Resetting "dev_started" before calling the driver close operation
was hiding the case of not properly stopped port being closed.
The flag "dev_started" is not changed anymore in "rte_eth_dev_close()".

Signed-off-by: Thomas Monjalon <tho...@monjalon.net>
---
  lib/librte_ethdev/rte_ethdev.c | 1 -
  1 file changed, 1 deletion(-)

diff --git a/lib/librte_ethdev/rte_ethdev.c b/lib/librte_ethdev/rte_ethdev.c
index d7668114ca..0b8e8e3e8d 100644
--- a/lib/librte_ethdev/rte_ethdev.c
+++ b/lib/librte_ethdev/rte_ethdev.c
@@ -1716,7 +1716,6 @@ rte_eth_dev_close(uint16_t port_id)
        dev = &rte_eth_devices[port_id];
RTE_FUNC_PTR_OR_RET(*dev->dev_ops->dev_close);
-       dev->data->dev_started = 0;
        (*dev->dev_ops->dev_close)(dev);
rte_ethdev_trace_close(port_id);


The driver 'remove()' function may be calling the driver 'stop()' dev_ops internally, so the device will be stopped properly but the 'dev_started' status won't be updated because ethdev API is not called.

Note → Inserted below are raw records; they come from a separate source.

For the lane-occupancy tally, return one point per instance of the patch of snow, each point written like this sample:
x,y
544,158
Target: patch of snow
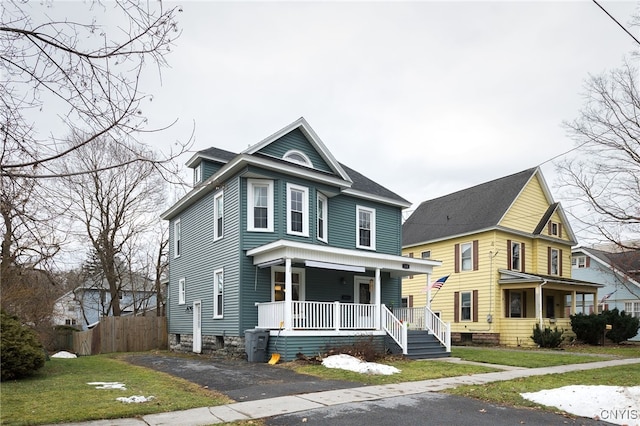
x,y
108,385
64,354
347,362
135,399
614,404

This API assumes device stopped and updates the state accordingly, it is not good but removing it also won't be good for the case device already stopped.

What do you think calling 'rte_eth_dev_stop()' from 'rte_eth_dev_close()'?
Although not sure how to handle driver 'remove()' case.